The lack of copper has been associated with anemia, myelodysplastic syndromes and leukemia as well as with a loss in complex IV activity and an enlarged mitochondrial morphology. Mitochondria play a key role during the differentiation of hematopoietic stem cells by regulating the passage from a glycolytic to oxidative metabolism. The former is associated with cell proliferation and the latter with cell differentiation. Oxidative metabolism, which occurs inside mitochondria, is sustained by the respiratory chain, where complex IV is copper-dependent. We have hypothesized that a copper deficiency induces a mitochondrial metabolic reprogramming, favoring cell expansion over cell differentiation in erythropoiesis. Erythroid progression analysis of the bone marrow of mice fed with a copper deficient diet and of the in vitro erythropoiesis of human CD34+ cells treated with a bathocuproine - a copper chelator - showed a major expansion of progenitor cells and a decreased differentiation. Under copper deficiency, mitochondria switched to a higher membrane potential, lower oxygen consumption rate and lower ROS levels as compared with control cells. In addition, mitochondrial biomass was increased and an up-regulation of the mitochondrial fusion protein mitofusin 2 was observed. Most copper-deficient phenotypes were mimicked by the pharmacological inhibition of complex IV with azide. We concluded that copper deficiency induced a mitochondrial metabolic reprogramming, making hematopoietic stem cells favor progenitor cell expansion over cell differentiation.

Non-cytotoxic copper overload boosts mitochondrial energy metabolism to modulate cell proliferation and differentiation in the human erythroleukemic cell line K562.

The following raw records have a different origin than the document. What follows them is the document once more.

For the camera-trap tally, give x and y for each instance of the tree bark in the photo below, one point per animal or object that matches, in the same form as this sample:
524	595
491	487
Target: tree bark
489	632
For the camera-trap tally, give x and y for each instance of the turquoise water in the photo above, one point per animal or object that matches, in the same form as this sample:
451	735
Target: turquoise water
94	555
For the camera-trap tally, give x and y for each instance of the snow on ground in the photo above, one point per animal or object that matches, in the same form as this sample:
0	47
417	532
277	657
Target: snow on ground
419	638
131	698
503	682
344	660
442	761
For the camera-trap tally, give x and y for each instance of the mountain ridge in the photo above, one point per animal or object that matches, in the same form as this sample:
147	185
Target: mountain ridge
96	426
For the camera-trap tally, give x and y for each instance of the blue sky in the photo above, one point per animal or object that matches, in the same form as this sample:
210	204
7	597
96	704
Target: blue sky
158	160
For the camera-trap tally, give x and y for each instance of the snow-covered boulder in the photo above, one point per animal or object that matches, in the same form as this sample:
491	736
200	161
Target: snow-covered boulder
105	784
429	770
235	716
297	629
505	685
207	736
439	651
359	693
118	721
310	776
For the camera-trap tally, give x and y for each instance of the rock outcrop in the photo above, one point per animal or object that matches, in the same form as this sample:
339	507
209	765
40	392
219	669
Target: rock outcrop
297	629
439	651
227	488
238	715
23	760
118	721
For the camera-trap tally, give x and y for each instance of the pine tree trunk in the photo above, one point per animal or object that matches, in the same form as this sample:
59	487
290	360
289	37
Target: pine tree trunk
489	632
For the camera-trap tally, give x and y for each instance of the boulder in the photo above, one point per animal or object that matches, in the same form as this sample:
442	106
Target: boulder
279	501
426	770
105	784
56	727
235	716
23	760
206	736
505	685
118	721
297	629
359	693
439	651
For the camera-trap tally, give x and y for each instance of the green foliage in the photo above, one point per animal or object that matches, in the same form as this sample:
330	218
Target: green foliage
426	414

Copper is integral to the mitochondrial respiratory complex IV and contributes to proliferation and differentiation, metabolic reprogramming and mitochondrial function. The K562 cell line was exposed to a non-cytotoxic copper overload to evaluate mitochondrial dynamics, function and cell fate. This induced higher rates of mitochondrial turnover given by an increase in mitochondrial fusion and fission events and in the autophagic flux. The appearance of smaller and condensed mitochondria was also observed. Bioenergetics activity included more respiratory complexes, higher oxygen consumption rate, superoxide production and ATP synthesis, with no decrease in membrane potential. Increased cell proliferation and inhibited differentiation also occurred. Non-cytotoxic copper levels can modify mitochondrial metabolism and cell fate, which could be used in cancer biology and regenerative medicine.